Alphabet Inc’s Strong 23% Revenue Growth Offset By High Costs
At its earnings call today, AI turned out to be the focus of Alphabet Inc’s presentation. The company believes that all of its products will use Artificial Intelligence to improve user experience and bring smaller companies forward in its advertising. Alphabet Inc (NASDAQ:GOOG) reports Revenue of $136 Billion for the Fiscal Year 2018 which is up by 23% Year-over-Year. The company’s Revenues also grew YoY for the fourth quarter, standing at $39 Billion after a 22% growth. However, as expected, the group’s operating costs also grew, and as a result, its margins declined.
Alphabet Inc Reports $136 Billion Revenue For FY18 For A 23% Growth; Group’s Cost Of Revenues Also Increase To $110 Billion, Leading To A Decrease In Operating Margin
Due to a cost increase, despite the fact that Alphabet’s Revenue grew by 23% over the year, the group’s Operating Income grew only by 175 million or 0.6%. According to Alphabet’s management, the driving force behind this expense increase is Google related expenses, The primary drivers behind this are content acquisition costs for YouTube, YouTube Premium and YouTube TV.
Alphabet (NASDAQ:GOOG) remains optimistic about YouTube, as Google’s CEO Sundar Pichai mentioned how not only are content producers using unique methods to promote content but also how user engagement with the platform is also high. Mr. Pichai also believes that YouTube is a long-term opportunity and he hopes that Google can serve user needs of using the platform to acquire information and learn new things effectively.
Despite static year-over-year Operating Income, Other Income helped Alphabet’s Net Income grow to $30 Billion annually and to $8.9 Billion quarterly. Google’s Traffic Acquisition Costs (TAC) grew to $7 Billion driven by mobile search as mentioned above. Network TAC rate for Google declined due to programmable business. The biggest driver behind Alphabet’s Operating Expenses was R&D, reflected primarily by an increase in headcount. Headcount stood at 98,771, with the yearly increase consisting of engineers and product managers.
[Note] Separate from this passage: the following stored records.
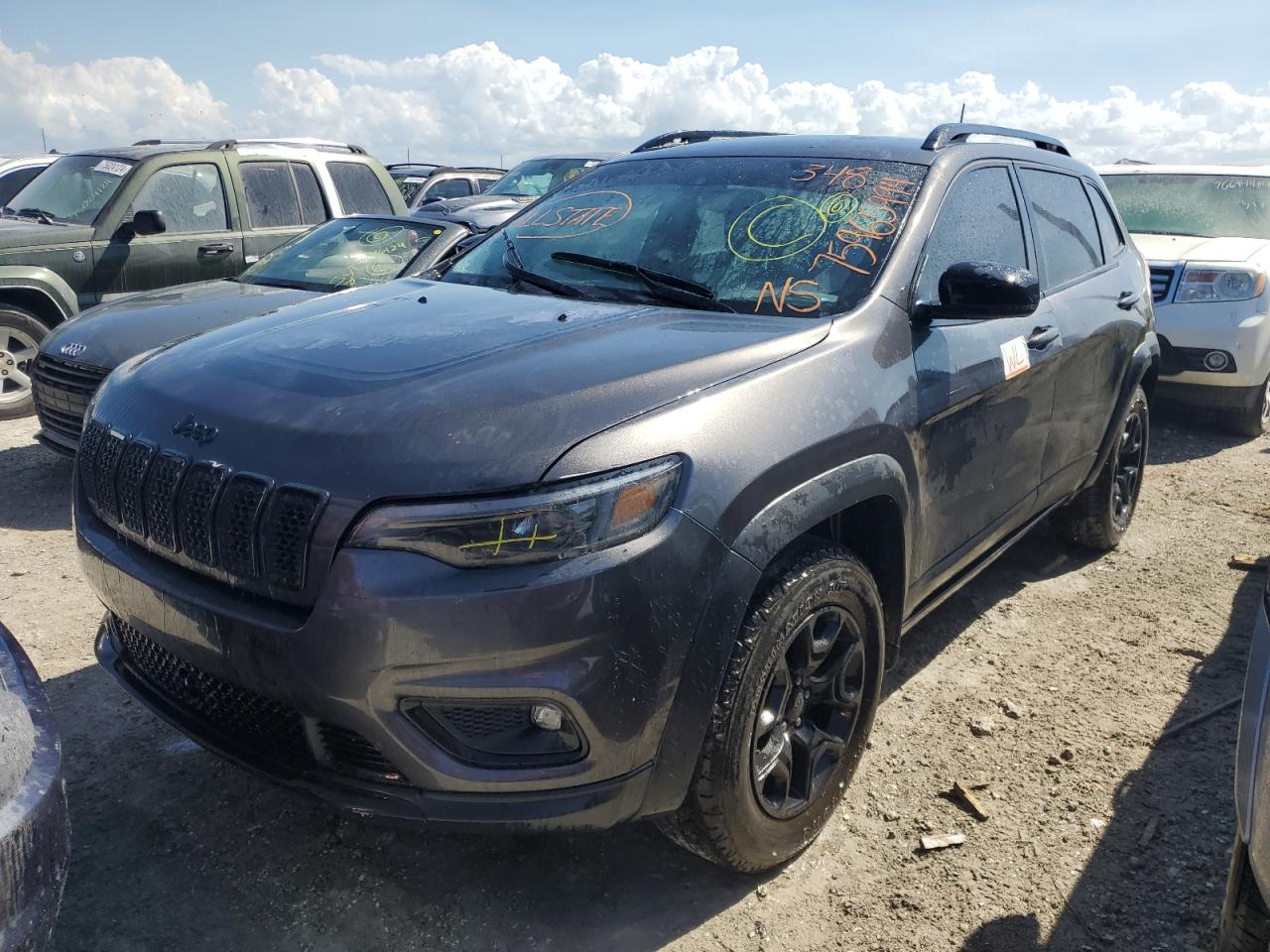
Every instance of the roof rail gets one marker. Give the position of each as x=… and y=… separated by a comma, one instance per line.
x=957, y=132
x=688, y=136
x=439, y=169
x=234, y=143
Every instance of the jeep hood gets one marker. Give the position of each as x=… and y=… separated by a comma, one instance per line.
x=418, y=389
x=109, y=334
x=1193, y=248
x=23, y=234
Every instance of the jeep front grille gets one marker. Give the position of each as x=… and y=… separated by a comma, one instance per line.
x=238, y=527
x=1161, y=282
x=63, y=391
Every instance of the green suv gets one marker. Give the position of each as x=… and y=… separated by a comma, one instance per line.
x=102, y=223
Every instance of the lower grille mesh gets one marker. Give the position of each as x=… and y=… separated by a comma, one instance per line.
x=241, y=716
x=246, y=720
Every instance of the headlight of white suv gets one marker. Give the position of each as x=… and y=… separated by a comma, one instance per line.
x=559, y=522
x=1213, y=282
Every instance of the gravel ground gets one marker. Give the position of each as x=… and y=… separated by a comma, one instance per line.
x=1101, y=835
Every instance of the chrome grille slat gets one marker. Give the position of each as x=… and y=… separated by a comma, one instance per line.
x=63, y=391
x=1161, y=282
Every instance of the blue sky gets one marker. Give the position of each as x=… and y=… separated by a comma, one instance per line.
x=472, y=81
x=1074, y=50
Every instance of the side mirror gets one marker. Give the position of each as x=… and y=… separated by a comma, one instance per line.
x=985, y=290
x=149, y=222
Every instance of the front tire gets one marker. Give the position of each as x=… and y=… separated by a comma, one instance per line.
x=792, y=717
x=1098, y=517
x=21, y=333
x=1255, y=419
x=1245, y=918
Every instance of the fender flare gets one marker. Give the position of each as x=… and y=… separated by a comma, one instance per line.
x=761, y=539
x=1144, y=357
x=811, y=503
x=42, y=281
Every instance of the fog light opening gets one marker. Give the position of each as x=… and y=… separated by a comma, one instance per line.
x=1216, y=359
x=547, y=716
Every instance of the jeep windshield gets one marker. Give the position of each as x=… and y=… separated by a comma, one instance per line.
x=343, y=253
x=73, y=189
x=1205, y=206
x=538, y=177
x=802, y=238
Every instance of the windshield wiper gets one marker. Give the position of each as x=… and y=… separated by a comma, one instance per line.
x=1171, y=234
x=37, y=214
x=667, y=287
x=517, y=270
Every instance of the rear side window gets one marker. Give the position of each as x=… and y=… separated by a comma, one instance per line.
x=979, y=221
x=281, y=194
x=190, y=197
x=271, y=195
x=359, y=189
x=1107, y=229
x=448, y=188
x=1067, y=238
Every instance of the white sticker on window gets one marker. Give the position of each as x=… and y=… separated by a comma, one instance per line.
x=1014, y=357
x=112, y=168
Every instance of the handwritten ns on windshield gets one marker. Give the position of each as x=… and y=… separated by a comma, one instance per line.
x=583, y=213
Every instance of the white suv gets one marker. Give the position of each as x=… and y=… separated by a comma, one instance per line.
x=1206, y=232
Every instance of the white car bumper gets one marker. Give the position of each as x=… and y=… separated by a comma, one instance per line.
x=1239, y=329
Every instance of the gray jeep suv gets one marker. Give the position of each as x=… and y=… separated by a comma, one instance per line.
x=625, y=516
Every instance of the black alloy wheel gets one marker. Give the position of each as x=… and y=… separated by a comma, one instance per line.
x=810, y=711
x=1130, y=456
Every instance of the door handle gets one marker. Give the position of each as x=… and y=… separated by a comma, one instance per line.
x=1042, y=338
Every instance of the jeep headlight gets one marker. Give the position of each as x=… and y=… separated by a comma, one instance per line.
x=1210, y=282
x=559, y=522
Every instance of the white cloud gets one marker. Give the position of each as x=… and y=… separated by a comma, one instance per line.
x=477, y=102
x=104, y=102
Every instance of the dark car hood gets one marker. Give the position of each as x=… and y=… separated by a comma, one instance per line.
x=474, y=390
x=17, y=234
x=109, y=334
x=481, y=212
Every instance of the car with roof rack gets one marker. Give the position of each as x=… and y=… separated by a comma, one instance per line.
x=107, y=222
x=518, y=188
x=18, y=171
x=339, y=254
x=1206, y=234
x=626, y=513
x=422, y=182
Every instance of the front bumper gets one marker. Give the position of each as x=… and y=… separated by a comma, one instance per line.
x=602, y=636
x=1252, y=757
x=35, y=829
x=1189, y=330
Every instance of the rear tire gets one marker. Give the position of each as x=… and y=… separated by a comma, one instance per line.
x=21, y=333
x=1245, y=918
x=1256, y=419
x=1098, y=517
x=792, y=717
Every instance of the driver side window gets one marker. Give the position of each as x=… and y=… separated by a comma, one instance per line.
x=979, y=221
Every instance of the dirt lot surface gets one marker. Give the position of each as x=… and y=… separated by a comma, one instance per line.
x=1101, y=837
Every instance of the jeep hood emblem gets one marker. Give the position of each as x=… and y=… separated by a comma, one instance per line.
x=191, y=429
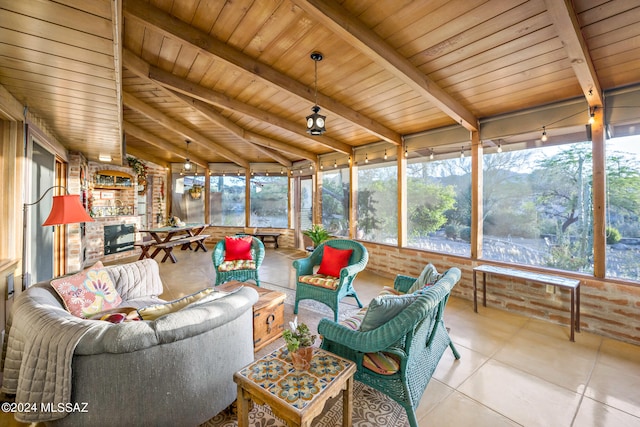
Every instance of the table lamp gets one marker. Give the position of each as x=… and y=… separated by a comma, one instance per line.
x=66, y=209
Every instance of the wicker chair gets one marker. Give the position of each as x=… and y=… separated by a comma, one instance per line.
x=330, y=297
x=416, y=337
x=244, y=274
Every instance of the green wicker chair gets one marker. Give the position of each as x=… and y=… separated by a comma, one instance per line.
x=416, y=336
x=330, y=297
x=257, y=253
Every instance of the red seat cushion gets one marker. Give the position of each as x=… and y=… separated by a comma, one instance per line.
x=236, y=248
x=334, y=260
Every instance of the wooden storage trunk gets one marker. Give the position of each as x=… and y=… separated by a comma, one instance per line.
x=268, y=313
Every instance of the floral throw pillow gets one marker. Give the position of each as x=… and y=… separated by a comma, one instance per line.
x=87, y=292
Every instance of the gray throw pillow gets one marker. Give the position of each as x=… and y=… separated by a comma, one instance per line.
x=428, y=276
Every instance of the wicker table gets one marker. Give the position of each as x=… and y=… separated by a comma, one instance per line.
x=296, y=396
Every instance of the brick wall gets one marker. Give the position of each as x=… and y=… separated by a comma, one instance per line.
x=609, y=308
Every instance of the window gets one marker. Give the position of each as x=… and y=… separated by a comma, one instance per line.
x=377, y=203
x=335, y=201
x=227, y=200
x=538, y=208
x=269, y=201
x=623, y=208
x=439, y=205
x=187, y=201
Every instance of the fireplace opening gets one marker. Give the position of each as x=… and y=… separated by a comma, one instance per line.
x=118, y=238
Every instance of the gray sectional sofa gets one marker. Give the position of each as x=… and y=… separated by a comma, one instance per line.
x=175, y=370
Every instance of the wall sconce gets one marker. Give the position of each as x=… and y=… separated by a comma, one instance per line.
x=65, y=209
x=316, y=121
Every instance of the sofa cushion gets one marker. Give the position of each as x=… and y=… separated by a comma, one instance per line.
x=428, y=277
x=87, y=292
x=238, y=264
x=321, y=280
x=334, y=260
x=383, y=308
x=238, y=247
x=154, y=311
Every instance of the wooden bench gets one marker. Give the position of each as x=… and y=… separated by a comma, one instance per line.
x=572, y=284
x=272, y=238
x=144, y=246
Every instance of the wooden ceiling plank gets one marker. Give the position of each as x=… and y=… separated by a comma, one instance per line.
x=179, y=128
x=568, y=30
x=145, y=155
x=228, y=126
x=173, y=27
x=355, y=33
x=220, y=100
x=161, y=143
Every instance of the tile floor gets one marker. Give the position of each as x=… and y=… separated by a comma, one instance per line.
x=514, y=370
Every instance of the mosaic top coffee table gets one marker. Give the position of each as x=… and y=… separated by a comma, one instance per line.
x=296, y=396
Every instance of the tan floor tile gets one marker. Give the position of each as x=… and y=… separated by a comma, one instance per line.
x=457, y=410
x=593, y=413
x=454, y=372
x=554, y=359
x=521, y=397
x=434, y=394
x=616, y=387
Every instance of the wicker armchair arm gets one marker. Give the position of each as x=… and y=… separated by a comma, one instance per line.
x=303, y=266
x=403, y=283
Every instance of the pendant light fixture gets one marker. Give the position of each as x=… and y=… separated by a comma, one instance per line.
x=187, y=162
x=315, y=121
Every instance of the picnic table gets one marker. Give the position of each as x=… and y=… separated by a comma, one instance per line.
x=166, y=238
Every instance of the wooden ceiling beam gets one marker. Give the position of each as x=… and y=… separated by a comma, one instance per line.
x=176, y=29
x=174, y=83
x=566, y=24
x=144, y=155
x=148, y=137
x=177, y=127
x=354, y=32
x=215, y=117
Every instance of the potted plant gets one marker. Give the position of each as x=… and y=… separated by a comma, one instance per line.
x=317, y=233
x=195, y=192
x=299, y=341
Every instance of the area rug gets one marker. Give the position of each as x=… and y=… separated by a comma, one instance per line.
x=370, y=409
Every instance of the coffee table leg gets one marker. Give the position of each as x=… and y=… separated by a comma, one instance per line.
x=347, y=403
x=243, y=409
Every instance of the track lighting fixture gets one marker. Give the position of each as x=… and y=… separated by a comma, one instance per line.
x=316, y=121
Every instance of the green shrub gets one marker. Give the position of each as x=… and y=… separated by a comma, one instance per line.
x=613, y=235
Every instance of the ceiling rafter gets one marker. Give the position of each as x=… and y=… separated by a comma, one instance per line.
x=177, y=127
x=210, y=114
x=172, y=82
x=566, y=24
x=354, y=32
x=141, y=69
x=161, y=143
x=176, y=29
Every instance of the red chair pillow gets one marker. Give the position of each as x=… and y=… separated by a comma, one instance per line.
x=333, y=260
x=236, y=248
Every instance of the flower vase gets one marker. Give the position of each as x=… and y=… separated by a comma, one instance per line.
x=301, y=358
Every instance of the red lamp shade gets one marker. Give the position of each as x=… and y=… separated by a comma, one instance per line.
x=67, y=209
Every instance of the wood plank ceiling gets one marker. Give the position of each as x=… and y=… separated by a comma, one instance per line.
x=236, y=78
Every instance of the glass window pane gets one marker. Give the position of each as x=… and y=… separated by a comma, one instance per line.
x=335, y=201
x=269, y=201
x=623, y=208
x=538, y=207
x=227, y=200
x=187, y=200
x=439, y=205
x=377, y=209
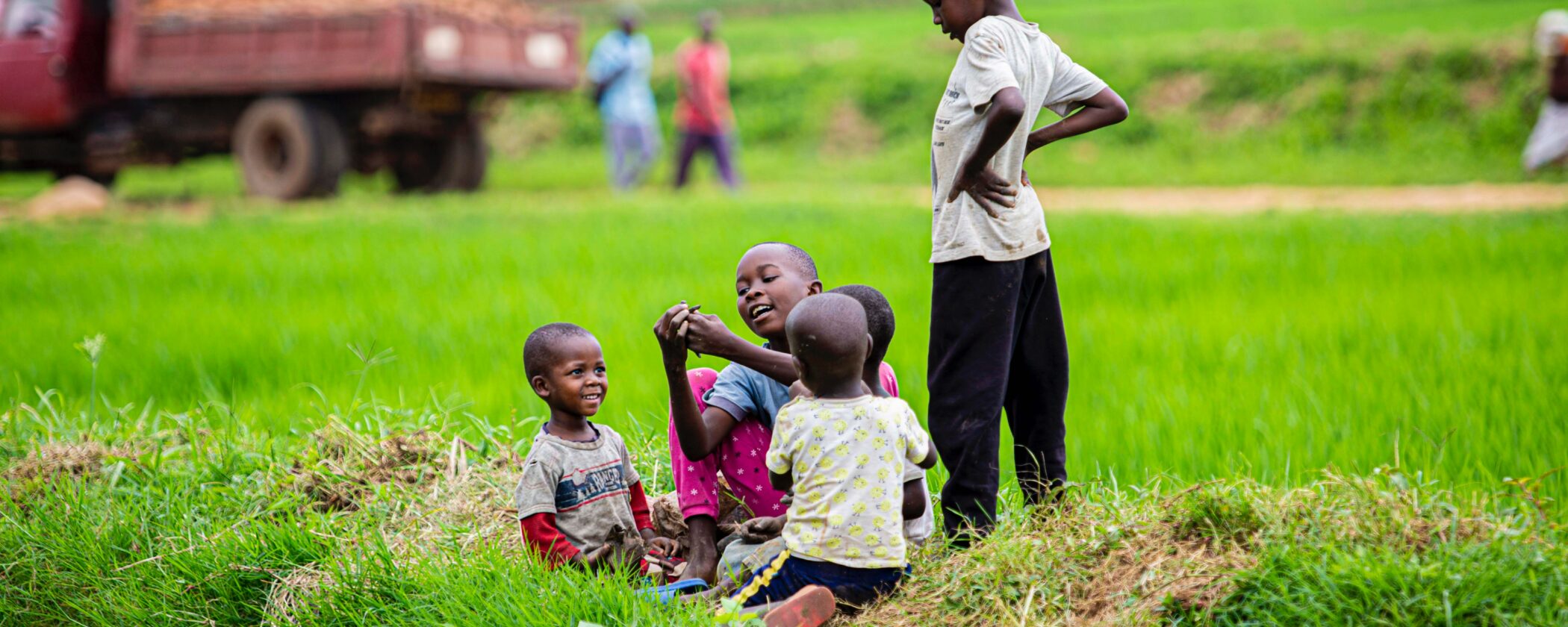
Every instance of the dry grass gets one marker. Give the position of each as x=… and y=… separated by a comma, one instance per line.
x=63, y=458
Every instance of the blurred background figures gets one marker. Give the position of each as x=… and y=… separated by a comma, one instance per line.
x=703, y=112
x=1549, y=140
x=618, y=72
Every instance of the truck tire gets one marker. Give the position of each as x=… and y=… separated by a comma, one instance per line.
x=452, y=163
x=289, y=149
x=98, y=176
x=335, y=152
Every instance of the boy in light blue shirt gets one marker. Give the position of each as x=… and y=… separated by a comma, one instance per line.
x=618, y=71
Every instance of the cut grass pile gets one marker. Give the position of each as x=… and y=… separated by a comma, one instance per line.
x=1222, y=93
x=192, y=518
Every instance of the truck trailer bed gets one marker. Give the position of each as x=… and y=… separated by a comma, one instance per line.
x=388, y=48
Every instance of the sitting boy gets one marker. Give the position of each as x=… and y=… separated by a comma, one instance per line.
x=839, y=450
x=720, y=424
x=579, y=499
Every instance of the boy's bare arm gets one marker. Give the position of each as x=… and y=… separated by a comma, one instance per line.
x=974, y=175
x=700, y=433
x=1101, y=110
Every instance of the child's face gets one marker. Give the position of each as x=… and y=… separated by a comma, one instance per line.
x=955, y=16
x=767, y=287
x=576, y=381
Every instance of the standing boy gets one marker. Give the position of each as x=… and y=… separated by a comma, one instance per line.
x=998, y=340
x=842, y=452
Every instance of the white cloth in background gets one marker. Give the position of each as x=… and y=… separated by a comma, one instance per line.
x=1549, y=140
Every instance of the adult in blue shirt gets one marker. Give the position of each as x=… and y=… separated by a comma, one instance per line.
x=618, y=69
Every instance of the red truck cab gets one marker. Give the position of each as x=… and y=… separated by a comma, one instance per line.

Google Remains Optimistic On YouTube As R&D Drives Up Alphabet Inc’s Operating Expenses – Company Will Utilize Machine Learning Across All Of Its Products Over The Coming Year
The biggest red flag in Alphabet(NASDAQ:GOOG)’s Q4 and FY18 earnings call is its Operating expense, which as mentioned above, eats into the company’s sizable revenue gain over the year. In addition to new engineering hires driving up this expense, Alphabet’s valuation of Other Bets for accrued compensation also increases R&D. Mr. Pichai remained optimistic about this increase and claimed that Google’s focus on hardware as a driver for its computing ecosystem (which also contributes to lower Operating Margins) improves the user experience. He used the variety of services offered by Google Home Hub as an example.
Alphabet’s Revenue growth for 2018 was powered by eight products with 1 Billion users each. Mr. Pichai also highlighted the potential of Machine Learning to improve nearly every Google product out there. Not only will it allow smaller companies to target Google’s large user base through advertisements, but it will also allow the company to moderate the content on YouTube. Google’s Operating Margin stands at 21% for 2018’s fourth quarter, down from 24% for the third quarter.
Other Bets earned Google $525 million in Revenue over the year, up by 25%. However, operating loss for the segment was also up to $3.4 Billion. Revenues from US continued to contribute the greatest to Alphabet(NASDAQ:GOOG)’s overall Net Sales and stood at $19 Billion for the fourth quarter. Heading forward, Google believes that TAC will go up as operating in the mobile space continues to be costly. Additionally, the company also believes that costs related to headcount will stabilize over the year.